Optical Character Recognition

OCR

Reviewed by Paul Hanke · Co-Founder, Transformance

May 29, 2026

Optical Character Recognition (OCR) is software that converts images of typed or handwritten text (scanned invoices, remittance PDFs, cheques, proofs of delivery) into machine-readable data. In AR and O2C, it sits at the front of capture workflows but is increasingly paired with, or replaced by, vision language models for variable-layout documents.

Key Takeaways

OCR turns pixels into text, which is the first step before any structured extraction (invoice number, amount, remit reference) can happen.
Pure OCR caps out at roughly 75 to 85 percent field-level accuracy on variable AR documents because it relies on templates and pattern matching, not context.
Vision language models (VLMs) now hit 95 to 99 percent on the same documents by reasoning about layout, spatial relationships, and meaning.
The production pattern in modern cash application is hybrid: OCR handles clean structured pages, VLMs handle handwritten, multi-page, or unseen layouts.
Buyers should ask vendors for straight-through-processing rates by document type (clean PDF vs scanned vs handwritten), not headline OCR accuracy numbers.

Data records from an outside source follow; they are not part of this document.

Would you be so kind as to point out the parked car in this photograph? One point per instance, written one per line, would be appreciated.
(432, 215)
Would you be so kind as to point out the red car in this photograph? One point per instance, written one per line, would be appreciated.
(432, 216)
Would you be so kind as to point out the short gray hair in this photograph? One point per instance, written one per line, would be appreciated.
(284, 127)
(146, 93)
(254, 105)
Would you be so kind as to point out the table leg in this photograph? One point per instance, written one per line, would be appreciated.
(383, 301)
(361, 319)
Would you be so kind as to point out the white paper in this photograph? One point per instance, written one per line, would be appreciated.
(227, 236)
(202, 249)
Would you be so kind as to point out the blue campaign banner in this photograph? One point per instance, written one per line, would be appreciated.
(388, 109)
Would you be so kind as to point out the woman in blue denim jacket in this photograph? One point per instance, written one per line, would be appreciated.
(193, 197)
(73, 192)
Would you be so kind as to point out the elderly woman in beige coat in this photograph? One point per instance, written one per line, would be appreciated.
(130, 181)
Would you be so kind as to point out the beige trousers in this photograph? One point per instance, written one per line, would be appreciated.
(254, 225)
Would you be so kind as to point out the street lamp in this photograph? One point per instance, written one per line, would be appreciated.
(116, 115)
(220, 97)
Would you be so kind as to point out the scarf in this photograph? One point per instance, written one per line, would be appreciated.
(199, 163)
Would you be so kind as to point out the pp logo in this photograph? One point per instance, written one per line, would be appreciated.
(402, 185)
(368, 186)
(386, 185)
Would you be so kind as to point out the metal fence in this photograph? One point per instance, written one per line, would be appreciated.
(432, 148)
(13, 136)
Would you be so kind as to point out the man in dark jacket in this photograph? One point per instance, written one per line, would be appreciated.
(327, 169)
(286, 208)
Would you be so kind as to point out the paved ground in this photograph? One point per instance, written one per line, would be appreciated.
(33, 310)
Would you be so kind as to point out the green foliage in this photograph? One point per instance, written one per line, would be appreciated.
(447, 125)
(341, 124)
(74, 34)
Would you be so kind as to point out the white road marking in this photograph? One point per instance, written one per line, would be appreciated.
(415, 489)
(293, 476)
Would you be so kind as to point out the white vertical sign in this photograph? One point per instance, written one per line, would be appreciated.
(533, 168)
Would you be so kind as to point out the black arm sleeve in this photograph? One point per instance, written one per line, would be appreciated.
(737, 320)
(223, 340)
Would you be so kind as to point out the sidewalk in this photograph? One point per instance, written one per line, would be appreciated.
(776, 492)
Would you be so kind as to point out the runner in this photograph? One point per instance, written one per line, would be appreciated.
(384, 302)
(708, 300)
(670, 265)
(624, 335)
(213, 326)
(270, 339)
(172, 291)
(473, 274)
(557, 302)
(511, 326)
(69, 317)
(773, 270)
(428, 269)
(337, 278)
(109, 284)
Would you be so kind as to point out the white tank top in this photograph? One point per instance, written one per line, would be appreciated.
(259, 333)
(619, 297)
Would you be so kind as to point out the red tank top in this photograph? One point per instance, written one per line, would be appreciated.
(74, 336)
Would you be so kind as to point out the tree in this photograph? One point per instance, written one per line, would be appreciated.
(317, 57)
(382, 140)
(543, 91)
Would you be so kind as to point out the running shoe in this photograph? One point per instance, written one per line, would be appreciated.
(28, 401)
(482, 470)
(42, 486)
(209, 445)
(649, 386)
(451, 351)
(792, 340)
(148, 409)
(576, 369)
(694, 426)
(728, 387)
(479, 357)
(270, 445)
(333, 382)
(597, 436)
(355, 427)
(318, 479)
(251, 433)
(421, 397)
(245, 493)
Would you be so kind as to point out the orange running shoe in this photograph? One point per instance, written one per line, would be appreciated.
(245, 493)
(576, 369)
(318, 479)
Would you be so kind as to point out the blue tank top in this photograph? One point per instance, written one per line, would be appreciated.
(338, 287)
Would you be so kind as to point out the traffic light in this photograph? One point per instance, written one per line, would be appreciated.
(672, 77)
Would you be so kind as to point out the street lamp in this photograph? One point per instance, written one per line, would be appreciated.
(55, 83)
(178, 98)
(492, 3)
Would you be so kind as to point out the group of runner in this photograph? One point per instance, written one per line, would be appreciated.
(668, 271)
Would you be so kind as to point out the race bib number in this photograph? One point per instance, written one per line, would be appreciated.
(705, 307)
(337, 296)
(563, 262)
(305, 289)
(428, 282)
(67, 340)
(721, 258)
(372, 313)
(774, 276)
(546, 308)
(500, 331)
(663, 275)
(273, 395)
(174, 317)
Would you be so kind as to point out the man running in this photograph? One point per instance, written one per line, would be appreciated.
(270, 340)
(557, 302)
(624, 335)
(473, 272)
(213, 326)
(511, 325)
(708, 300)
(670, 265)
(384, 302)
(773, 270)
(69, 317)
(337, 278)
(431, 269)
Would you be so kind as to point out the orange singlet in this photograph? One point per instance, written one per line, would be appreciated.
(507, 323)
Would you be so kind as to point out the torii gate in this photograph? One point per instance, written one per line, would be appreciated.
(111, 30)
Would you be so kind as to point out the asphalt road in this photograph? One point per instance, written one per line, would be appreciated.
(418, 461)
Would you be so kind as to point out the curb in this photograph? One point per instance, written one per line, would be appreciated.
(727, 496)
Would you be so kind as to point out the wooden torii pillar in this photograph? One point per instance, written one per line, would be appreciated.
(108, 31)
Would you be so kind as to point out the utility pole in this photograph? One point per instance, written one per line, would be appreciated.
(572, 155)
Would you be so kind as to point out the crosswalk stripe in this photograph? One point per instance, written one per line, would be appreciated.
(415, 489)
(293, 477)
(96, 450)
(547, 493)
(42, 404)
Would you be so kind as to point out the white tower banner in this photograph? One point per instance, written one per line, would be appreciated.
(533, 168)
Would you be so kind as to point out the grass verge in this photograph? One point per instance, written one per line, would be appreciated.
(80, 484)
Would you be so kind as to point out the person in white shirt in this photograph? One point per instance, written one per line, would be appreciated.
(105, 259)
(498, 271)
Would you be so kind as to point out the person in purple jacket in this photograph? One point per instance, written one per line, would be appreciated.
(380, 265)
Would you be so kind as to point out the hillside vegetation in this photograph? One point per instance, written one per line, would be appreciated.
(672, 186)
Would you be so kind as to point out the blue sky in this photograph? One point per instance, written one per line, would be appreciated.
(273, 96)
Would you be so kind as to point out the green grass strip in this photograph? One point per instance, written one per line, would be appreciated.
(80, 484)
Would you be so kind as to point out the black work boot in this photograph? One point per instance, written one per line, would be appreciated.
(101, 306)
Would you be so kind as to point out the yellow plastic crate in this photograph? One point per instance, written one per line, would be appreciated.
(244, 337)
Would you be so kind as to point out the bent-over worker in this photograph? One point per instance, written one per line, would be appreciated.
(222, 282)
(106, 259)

What OCR is and why it mattered for finance

Optical Character Recognition is the technology that lets a computer read printed or handwritten characters from an image. In an AR or O2C context, that image is almost always a document: a supplier invoice, a remittance advice attached to a wire, a cheque stub, a proof of delivery scan, a deduction backup PDF. Before OCR, those documents were keyed by hand. A shared services team in Manila or Krakow opening 4,000 emails a day and typing invoice numbers into an ERP was, until roughly 2015, the default operating model for global AR.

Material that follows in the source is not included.